24 hour urine samples at screening and baseline measurements of serum M protein, serum kappa free light chain (κFLC) and urine κFLC on days 1 and 45 post kappamab infusion
patient
Number serum M protein
pre-injection
(g/L) Serum κFLC
pre-injection
(mg/L) Urine κFLC (mg/24 hours)
screening 1 day 45 days One 30 100 208 144 (-31%) 107 (-49%) 2 33 191 >2604 ^a 1902 (-27%) >2272 ^a (-13%) 3 15 118 1346 1143 (-15%) 5964 (+343%) 4 0 33.1 13 24 (+85%) 18 (+38%) 5 52 12.5 97 31 (-68%) 103 (+6%) 6 2 5.6 46 38 (-17%) 45 (-2%) 7 16 72.6 312 390 (+25%) 286 (-8%) 8 0 10.3 9 34 (+278%) 25 (+178%) 9 3 6.7 56 49 (-13%) 39 (-30%) 10 8 7.3 42 13 (-69%) 40 (-5%) 12 29 56.5 327 297 (-9%) 363 (+11%) 13 0 75.8 148 166 (+12%) 29 (-80%)

NOTE: Values in parentheses represent percentage change from baseline in urine κFLC.

^{a The} concentration exceeds the upper limit of quantitation.

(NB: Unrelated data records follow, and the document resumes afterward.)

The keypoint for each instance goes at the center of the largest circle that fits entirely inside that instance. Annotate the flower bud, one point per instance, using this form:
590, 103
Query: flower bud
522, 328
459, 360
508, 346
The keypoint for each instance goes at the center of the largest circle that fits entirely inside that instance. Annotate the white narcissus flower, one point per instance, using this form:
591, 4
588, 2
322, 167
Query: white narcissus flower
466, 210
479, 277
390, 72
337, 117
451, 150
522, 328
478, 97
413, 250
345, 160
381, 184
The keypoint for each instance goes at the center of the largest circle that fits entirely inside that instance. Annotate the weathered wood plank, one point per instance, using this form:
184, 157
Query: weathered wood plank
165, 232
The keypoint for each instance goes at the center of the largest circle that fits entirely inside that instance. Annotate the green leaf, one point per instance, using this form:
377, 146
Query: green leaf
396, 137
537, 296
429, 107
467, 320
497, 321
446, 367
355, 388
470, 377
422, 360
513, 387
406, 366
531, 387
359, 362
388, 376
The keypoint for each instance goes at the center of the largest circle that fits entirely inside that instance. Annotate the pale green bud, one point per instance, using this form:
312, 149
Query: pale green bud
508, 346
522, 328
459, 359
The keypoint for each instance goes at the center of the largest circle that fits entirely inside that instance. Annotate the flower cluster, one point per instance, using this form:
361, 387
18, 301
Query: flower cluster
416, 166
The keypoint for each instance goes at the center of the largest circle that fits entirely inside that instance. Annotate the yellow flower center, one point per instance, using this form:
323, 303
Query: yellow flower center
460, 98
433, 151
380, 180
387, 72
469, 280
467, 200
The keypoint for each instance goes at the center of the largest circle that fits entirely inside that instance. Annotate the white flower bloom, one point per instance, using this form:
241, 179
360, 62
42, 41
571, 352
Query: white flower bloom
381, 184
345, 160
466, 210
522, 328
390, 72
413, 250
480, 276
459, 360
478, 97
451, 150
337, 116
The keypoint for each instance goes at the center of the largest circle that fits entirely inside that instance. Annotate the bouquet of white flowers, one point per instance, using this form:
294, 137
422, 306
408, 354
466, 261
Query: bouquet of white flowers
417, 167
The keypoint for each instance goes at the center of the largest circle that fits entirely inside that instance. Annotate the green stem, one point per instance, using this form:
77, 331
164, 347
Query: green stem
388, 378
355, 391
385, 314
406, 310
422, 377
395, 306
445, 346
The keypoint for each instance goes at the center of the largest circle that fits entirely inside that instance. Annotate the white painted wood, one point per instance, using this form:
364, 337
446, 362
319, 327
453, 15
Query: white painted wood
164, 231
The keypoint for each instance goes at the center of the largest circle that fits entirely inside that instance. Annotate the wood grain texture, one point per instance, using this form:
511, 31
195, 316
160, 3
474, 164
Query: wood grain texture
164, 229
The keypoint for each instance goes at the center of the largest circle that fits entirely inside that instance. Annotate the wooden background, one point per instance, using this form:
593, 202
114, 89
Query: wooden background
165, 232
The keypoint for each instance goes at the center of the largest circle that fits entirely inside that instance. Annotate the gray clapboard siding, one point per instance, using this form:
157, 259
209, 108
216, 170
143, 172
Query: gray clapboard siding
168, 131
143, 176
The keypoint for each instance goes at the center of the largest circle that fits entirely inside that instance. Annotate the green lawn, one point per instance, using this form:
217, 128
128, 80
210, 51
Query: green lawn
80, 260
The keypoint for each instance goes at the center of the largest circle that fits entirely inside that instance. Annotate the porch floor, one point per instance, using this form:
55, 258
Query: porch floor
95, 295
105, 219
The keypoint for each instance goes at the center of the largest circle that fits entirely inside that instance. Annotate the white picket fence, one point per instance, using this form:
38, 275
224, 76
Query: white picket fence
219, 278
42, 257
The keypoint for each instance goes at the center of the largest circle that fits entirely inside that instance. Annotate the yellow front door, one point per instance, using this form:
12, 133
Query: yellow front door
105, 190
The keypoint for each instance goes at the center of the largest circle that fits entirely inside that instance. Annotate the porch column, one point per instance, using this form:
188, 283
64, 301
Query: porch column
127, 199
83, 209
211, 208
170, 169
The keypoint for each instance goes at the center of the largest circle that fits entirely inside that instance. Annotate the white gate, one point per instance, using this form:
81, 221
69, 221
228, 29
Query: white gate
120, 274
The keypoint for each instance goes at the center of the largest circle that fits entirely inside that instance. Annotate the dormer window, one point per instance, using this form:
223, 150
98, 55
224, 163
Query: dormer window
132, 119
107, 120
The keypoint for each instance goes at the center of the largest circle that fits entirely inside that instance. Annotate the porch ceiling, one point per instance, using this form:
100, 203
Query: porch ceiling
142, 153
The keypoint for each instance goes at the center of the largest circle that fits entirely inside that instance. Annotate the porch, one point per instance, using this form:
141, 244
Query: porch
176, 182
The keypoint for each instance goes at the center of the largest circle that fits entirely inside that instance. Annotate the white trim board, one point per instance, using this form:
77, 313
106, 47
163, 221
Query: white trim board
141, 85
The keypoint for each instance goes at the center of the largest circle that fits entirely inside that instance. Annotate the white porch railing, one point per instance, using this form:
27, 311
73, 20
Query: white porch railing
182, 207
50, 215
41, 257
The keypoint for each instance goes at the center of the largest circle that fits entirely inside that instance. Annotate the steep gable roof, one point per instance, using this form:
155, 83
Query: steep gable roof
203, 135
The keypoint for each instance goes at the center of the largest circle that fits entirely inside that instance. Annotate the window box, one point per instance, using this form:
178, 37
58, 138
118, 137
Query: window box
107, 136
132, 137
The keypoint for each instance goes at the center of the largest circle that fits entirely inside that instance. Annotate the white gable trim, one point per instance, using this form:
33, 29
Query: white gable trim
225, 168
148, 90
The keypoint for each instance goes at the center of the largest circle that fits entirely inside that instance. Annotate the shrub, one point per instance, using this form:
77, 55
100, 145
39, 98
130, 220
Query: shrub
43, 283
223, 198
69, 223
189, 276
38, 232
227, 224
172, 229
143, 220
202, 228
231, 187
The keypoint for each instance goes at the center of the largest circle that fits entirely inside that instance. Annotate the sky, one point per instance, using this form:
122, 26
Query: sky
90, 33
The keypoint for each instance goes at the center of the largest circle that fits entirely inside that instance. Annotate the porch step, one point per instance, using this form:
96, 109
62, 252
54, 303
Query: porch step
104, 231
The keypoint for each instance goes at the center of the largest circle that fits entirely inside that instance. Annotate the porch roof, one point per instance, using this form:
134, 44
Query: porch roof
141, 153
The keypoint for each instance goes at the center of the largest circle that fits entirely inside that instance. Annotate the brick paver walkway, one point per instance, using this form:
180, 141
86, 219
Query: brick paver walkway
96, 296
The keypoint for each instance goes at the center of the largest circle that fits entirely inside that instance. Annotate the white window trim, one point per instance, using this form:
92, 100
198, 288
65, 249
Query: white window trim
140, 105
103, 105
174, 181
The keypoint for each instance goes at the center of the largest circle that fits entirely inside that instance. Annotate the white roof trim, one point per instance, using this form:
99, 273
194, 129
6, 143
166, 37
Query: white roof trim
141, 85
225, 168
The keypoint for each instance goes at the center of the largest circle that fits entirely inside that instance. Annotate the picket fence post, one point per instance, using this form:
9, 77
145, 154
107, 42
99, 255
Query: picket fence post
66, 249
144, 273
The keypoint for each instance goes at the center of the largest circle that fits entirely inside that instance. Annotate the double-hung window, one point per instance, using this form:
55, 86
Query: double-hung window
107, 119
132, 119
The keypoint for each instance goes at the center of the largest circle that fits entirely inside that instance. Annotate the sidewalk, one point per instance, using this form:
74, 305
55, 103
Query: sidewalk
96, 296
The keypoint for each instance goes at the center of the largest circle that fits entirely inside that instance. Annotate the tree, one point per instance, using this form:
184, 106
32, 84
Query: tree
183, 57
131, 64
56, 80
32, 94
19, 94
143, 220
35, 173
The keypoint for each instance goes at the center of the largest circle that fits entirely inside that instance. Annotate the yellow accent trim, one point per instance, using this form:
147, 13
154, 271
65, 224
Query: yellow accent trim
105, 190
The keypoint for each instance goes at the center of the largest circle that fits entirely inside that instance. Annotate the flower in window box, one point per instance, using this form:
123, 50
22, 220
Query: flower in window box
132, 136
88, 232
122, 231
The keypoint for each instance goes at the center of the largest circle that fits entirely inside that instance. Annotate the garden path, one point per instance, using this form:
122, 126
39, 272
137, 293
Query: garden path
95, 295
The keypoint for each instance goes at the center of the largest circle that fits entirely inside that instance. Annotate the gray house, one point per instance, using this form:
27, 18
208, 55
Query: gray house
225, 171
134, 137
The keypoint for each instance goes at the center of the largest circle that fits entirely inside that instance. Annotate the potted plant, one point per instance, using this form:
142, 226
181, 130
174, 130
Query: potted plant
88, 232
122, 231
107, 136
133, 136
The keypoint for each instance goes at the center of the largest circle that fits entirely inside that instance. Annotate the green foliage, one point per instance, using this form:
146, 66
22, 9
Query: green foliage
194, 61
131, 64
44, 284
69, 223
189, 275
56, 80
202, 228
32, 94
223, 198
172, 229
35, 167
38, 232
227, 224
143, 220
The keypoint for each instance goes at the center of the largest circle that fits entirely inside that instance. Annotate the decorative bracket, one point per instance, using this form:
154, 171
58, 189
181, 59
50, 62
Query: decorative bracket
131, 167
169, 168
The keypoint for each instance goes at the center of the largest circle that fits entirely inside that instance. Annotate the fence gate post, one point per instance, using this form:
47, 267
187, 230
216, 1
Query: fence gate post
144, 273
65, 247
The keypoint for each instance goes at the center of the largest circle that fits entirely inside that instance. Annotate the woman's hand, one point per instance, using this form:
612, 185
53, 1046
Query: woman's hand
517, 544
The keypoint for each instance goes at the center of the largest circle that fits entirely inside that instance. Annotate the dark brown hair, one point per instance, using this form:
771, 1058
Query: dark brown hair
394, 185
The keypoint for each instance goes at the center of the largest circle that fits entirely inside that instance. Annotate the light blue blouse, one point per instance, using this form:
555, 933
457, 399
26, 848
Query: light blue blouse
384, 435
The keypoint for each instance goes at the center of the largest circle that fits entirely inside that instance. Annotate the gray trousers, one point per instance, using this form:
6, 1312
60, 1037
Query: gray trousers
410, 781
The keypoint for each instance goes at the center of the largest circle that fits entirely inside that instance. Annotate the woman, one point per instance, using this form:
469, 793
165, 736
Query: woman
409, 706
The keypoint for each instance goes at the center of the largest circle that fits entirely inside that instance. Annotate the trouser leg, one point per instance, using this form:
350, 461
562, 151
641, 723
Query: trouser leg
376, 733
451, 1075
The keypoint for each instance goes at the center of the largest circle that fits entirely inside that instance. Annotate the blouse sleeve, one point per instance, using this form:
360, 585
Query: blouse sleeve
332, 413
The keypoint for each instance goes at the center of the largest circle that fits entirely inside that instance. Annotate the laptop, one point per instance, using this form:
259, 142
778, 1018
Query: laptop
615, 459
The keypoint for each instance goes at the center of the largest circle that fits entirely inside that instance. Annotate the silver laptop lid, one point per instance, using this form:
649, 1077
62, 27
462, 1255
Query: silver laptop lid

Importance of fixed effects of cytokines, kapamab dose, time, and their interactions as determined by ANOVA using a mixed effects model to model cytokine expression levels.
effect
P value statistical
importance Baseline cytokine expression ^a < 0.001 +++ ^d time ^b 0.307 NS kapamab dose ^c 0.581 NS cytokine < 0.001 +++ ^d time ^b : Kapamab dose ^c 0.622 NS time ^b : Cytokine 0.570 NS kapamab dose ^c : Cytokine < 0.001 +++ ^d time ^b : kapamab dose ^c : Cytokine 0.999 NS

NOTE: Baseline cytokine expression levels (at the -0.5 h time point prior to kapamab infusion) were treated as covariates, and the model allowed for inter-patient variability by treating patients as randomized effects. Analysis of deviance was evaluated based on type 1 Wald's chi-squared tests.

^a Defined as baseline expression of each cytokine -30 min prior to kapamab injection.

^b Defined as 6, 48, 192 and 1,080 hours after infusion of kapamab.

^c 0.3 mg/kg, 1.0 mg/kg, 3.0 mg/kg and 10 mg/kg

^d +++ (P<0.001).

Abbreviations: ANOVA, analysis of variance; h, time; NS, not important

Significance of changes in cytokine expression with kapamab dose.
cytokine
P value statistical
importance Monokine (MIG; CXCL9) induced by gamma interferon 0.002 ++ ^a Interferon gamma inducing protein 10 (IP10; CXCL10) 0.031 + ^b Macrophage inhibitory factor (MIF) 0.031 + ^b Hepatocyte growth factor (HGF) 0.031 + ^b Skin T-cell-attracting chemokine (CTACK, CCL27)) 0.037 + ^b Granulocyte-colony stimulating factor (G-CSF) 0.037 + ^b

NOTE: P -values were multi-test corrected according to the false discovery rate correction procedure of Benjamini & Hochberg.

^a ++ ( P < 0.01)

^b + ( P < 0.05)

Abbreviations: NS, not critical.

Those skilled in the art will recognize that various changes and/or modifications may be made to the invention as shown in the specific embodiments without departing from the spirit or scope of the invention as broadly described. Accordingly, this embodiment is to be regarded in all respects as illustrative and not restrictive.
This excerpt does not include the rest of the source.